Tuesday, May 12, 2015

I'm Not Dated, I Am Well Stocked

If a recipe calls for 1 tsp of oyster sauce and the smallest bottle of oyster sauce available is a 4 oz bottle, then one purchases a 4 oz bottle. When making a key lime pie one needs 6 oz of key lime juice, however a bottle of key lime juice is 16 oz. See where I am going here.

Fast forward; yesterday we had a small hiccup with our refrigerator that turned into something a little more serious. When I went to get my Diet Coke I found a thermometer sitting on top of the fridge with a thin wire going into the door. My DH informed me the fridge was not cold enough.

Long story short, the internal temperature that should be in the high 30's was in the 50's. So we needed to move everything out and relocate it into our second fridge in the garage. Luckily the freezer was still working properly. As I started taking everything out of the fridge I knew what was coming and I was not disappointed.

"Why do we have all this stuff? Fish sauce? Balsamic glaze? Currents? 3 types of mustard? This is a good time to clean all this out."

Once again I had to defend my significant investment in condiments. When you need that obscure ingredient you do not have time to run to the store. Chances are you are not going to be able to find it any way in our fair town where the staples are fat back, white bread, and chicken necks and any condiments more exotic than  ketchup, mayonnaise, and garlic salt would be some BBQ sauce endorsed by a NASCAR driver no doubt.

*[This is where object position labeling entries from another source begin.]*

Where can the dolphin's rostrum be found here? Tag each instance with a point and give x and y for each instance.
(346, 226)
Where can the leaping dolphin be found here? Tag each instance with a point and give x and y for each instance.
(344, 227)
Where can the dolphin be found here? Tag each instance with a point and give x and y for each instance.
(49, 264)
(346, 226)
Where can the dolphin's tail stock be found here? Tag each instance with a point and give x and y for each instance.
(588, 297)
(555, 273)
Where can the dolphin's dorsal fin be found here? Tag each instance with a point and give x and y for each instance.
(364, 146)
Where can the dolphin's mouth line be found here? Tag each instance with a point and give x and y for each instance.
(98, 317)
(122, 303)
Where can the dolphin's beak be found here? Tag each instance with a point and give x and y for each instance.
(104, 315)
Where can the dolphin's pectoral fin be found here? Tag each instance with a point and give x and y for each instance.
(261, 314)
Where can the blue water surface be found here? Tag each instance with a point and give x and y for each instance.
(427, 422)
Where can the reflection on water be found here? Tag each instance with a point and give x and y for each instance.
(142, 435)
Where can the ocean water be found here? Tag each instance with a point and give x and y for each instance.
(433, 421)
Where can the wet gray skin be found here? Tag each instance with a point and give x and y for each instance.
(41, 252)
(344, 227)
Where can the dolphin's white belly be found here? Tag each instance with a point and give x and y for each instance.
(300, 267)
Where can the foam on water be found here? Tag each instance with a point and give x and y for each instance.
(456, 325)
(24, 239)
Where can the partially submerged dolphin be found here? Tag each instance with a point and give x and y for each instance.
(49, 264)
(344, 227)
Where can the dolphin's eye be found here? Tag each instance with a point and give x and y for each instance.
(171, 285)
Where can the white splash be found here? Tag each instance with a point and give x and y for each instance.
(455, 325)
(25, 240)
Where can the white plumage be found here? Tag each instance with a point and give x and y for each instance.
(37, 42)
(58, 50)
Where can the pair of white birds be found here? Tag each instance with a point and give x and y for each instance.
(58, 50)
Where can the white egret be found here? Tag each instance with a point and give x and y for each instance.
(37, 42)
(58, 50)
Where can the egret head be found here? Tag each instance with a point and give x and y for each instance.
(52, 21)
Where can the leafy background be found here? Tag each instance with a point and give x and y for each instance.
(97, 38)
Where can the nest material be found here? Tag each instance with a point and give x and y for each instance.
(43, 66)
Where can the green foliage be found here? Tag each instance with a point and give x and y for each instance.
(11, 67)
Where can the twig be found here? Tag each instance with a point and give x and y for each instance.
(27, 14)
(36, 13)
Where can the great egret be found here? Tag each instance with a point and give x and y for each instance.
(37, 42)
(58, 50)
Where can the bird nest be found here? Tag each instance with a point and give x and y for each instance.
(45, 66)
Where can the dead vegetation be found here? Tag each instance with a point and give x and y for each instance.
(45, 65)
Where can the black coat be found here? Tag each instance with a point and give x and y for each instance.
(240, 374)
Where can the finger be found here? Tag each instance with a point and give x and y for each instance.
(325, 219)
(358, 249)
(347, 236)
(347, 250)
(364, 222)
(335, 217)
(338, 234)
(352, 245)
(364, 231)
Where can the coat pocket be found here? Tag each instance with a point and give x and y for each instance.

"And I bet half of this is out of date."

Since several weeks ago I had just gone through everything in the refrigerator, checked the dates, and discarded anything that was out of date, I was ahead of him on this one. Now I'm not saying there were not some mystery items in there and some dishes that resembled science projects gone astray.

Mindlessly I moved the milk and cartons of cream to the cooler to be relocated in the other fridge. My DH looked at me. "Do you want us all the die? You are just like your Mama."

This is where I take offense. Of course all the dairy products needed to be tossed.

What my DH was referring was Mama's reputation for her notorious kitchen in her early days when she was predisposed for a little nip here and there. In fact there is little doubt in my mind that my immune system was greatly enhanced by the antibiotics that were sometimes produced in our kitchen while I was growing up. My DH is quick to remind me of it, given his mother's kitchen looked like the poster for a Mr. Clean commercial. Her floor was so clean it squeaked when you walked on it but who is going to eat off the floor.

This is one more reason your best friend is the one when you die, you can count on to get to your house and clean out your refrigerator before the church ladies show up with food. Knowing you have that most important task taken care of will allow a lady to rest in peace. A husband could never discern between the perished pears and pickled ginger, the old cannoli and the can of oriental mustard, an expired jug of juice and an expensive jar of blackberry jam, or an old bottle of mustard and perfectly fine mason jar of hot sauce. 

There is a reason I can put together strange recipes on the fly - and it is not because I have bare refrigerator shelves. Show me a lady with a refrigerator free of condiments and I'll show you a lady who can only make reservations for supper.